In 2013, The New York Times called Suboxone a “blockbuster drug” while noting its potential pitfalls — mainly that Suboxone’s primary ingredient, buprenorphine, is also an opioid “that can produce euphoria and cause dependency.”
Dr. Thomas Huggett treats heroin addicts at Lawndale Christian. He says he’s been prescribing Suboxone for about two years and calls it “an amazing treatment.”
“There’s been a heroin problem on the West Side for many years,” Huggett said. “But it’s really been over the last couple of years where it’s really escalated and we’ve really seen a lot more problems with overdose deaths.”
As part of a weeklong series on the opioid crisis from the perspective of those affected, Morning Shift sat down with both Davis and Huggett. Below are highlights from the conversation.
The first time he used heroin
William Davis: I had just got off work. I was working in a restaurant and I was stressing so hard to where I didn’t know anything else to do. And I was talking with one of my friends and he was like, “Here, try some of this.” He didn’t tell me exactly what I was going to have to go through afterwards. He just introduced me to it.
What caused him to seek out treatment
Davis: I overdosed twice. The only thing that saved me — I was by myself but … I fell out on the street and somebody saw me and called for an ambulance in both cases.
From that point on, it scared me. It scared me. Both times, it scared me, to where I’m like, I can’t do this anymore. I can’t do it. I’m either going to die or I’m going to be back in jail. And I can’t afford either one of those.
Sarabia: Where’d you go from there? How did you know where to seek out help?
Davis: I just talked to my doctor at Lawndale and let him know what was going on with me — that I was tired. I was using and I was tired of using and I wanted to get clean.
‘This is the story that we’re seeing on the West Side’
Dr. Thomas Huggett: It’s really not a “get addicted to pills first and then move to heroin” issue.
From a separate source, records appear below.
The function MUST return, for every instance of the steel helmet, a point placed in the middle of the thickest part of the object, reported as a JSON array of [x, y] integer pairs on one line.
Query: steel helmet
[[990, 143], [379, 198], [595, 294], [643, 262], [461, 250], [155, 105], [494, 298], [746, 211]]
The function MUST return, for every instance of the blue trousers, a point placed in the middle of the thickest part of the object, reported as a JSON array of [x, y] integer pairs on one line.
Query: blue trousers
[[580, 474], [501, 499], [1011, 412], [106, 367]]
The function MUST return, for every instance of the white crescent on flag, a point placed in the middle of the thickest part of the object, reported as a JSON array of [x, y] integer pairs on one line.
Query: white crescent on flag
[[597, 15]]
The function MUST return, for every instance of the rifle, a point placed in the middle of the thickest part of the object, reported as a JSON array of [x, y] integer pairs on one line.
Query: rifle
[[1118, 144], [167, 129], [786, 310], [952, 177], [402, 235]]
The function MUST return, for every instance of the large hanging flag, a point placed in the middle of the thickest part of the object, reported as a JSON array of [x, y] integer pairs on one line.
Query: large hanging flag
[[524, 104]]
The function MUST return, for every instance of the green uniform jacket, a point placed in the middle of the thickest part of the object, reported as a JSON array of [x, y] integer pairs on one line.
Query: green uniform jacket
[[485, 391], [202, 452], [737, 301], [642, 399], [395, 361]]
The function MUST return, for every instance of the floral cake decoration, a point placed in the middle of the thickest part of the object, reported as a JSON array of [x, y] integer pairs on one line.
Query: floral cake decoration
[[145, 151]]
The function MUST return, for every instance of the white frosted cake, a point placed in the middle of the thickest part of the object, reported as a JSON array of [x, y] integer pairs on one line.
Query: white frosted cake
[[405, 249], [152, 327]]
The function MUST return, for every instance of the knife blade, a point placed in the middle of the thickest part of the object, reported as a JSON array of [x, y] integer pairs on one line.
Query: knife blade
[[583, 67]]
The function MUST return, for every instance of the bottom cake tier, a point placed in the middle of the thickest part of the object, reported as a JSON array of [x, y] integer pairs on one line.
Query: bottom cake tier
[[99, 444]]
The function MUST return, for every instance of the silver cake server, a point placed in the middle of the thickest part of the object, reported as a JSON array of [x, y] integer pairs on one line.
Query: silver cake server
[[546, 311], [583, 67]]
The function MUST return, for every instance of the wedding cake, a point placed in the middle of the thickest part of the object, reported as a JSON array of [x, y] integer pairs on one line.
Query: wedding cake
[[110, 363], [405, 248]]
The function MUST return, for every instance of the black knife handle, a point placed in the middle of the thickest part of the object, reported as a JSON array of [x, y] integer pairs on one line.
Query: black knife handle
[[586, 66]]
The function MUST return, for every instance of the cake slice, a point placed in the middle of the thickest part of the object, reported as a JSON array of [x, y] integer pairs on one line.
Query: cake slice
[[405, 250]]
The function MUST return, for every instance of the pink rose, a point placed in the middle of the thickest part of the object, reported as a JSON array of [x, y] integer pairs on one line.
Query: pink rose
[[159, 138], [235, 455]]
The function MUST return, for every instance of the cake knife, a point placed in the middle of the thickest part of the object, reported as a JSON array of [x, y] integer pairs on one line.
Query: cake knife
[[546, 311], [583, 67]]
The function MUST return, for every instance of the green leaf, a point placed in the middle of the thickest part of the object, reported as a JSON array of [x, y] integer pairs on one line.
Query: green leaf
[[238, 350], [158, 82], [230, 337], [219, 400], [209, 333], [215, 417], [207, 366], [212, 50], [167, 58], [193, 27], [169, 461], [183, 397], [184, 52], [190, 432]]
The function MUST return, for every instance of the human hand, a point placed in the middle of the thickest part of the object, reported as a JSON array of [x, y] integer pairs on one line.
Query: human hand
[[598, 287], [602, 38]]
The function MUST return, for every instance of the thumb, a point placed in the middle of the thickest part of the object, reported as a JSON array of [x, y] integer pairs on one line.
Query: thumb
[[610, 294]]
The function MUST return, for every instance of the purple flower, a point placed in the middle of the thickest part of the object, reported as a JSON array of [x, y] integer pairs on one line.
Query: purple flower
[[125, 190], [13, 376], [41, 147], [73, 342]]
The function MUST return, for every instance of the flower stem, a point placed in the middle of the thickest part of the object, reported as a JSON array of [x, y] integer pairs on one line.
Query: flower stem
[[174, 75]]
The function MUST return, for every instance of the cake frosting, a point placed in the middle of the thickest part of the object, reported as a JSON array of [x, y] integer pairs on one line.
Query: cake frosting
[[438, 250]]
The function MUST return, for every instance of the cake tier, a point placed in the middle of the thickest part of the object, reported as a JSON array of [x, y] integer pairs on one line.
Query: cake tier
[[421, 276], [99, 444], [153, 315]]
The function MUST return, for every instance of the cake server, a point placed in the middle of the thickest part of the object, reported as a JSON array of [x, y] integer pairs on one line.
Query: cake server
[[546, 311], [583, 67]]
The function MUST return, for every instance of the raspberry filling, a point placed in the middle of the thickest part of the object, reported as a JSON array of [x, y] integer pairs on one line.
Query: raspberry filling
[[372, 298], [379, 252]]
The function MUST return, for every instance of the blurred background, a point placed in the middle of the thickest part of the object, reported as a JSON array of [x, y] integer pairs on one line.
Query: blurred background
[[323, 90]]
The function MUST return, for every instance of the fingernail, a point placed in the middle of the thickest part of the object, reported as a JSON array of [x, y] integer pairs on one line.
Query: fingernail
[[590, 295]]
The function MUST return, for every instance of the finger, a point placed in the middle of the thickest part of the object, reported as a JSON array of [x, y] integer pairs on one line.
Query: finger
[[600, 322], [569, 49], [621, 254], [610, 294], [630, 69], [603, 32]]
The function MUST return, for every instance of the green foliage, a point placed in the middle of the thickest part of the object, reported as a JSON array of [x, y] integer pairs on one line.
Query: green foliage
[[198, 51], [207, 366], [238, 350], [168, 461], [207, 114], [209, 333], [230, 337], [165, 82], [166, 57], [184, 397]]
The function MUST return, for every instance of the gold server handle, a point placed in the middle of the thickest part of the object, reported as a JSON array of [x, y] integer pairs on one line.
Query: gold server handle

It’s really the issue of people going straight to street heroin.
Sarabia: Why do you think that’s happening?
Huggett: I think that’s just what was happening in the community. The stories that patients tell me is that people went to heroin when they were stressed out, like Mr. Davis said, or they might have used heroin when they wanted to celebrate. It was something that was on the street that was available that people tended to use. But the downside is what Mr. Davis really outlined: It does cause an addiction and does cause severe withdrawal if people try to stop using it.
Local factors that contribute to the opioid crisis
Huggett: On the West Side of Chicago where we’re serving — in East and West Garfield Park and North Lawndale — there’s a lot of socio-economic challenges, of course. So a lot of folks have had problems with obtaining jobs or maintaining their families. That’s really been a problem. I think access to care has been an issue for a lot of our patients. There’s not a lot of healthcare providers, so that’s been a struggle for a lot of our patients — to try to get the care that they really need for primary care and for substance abuse disorders.
‘There is hope’
Huggett: [Suboxone] is really an amazing treatment. We’ve had people reunite with their families. I have one patient that got together with his daughter that he had not seen for nine years. He met two grandkids that he had never met before. It’s really life-changing for lots of our patients. I think the possibility is there. I think we have a lot of work to do with those other social determinants — with housing and employment [and the criminal justice system] — so there’s a long ways to go.
I don’t think that [William Davis] is the exception. I think that his story really exemplifies the hope and the possibility for folks. So I think part of the story is: There is hope. People can get the medication that they need. They can get away from heroin, and they can live a life that they want to live.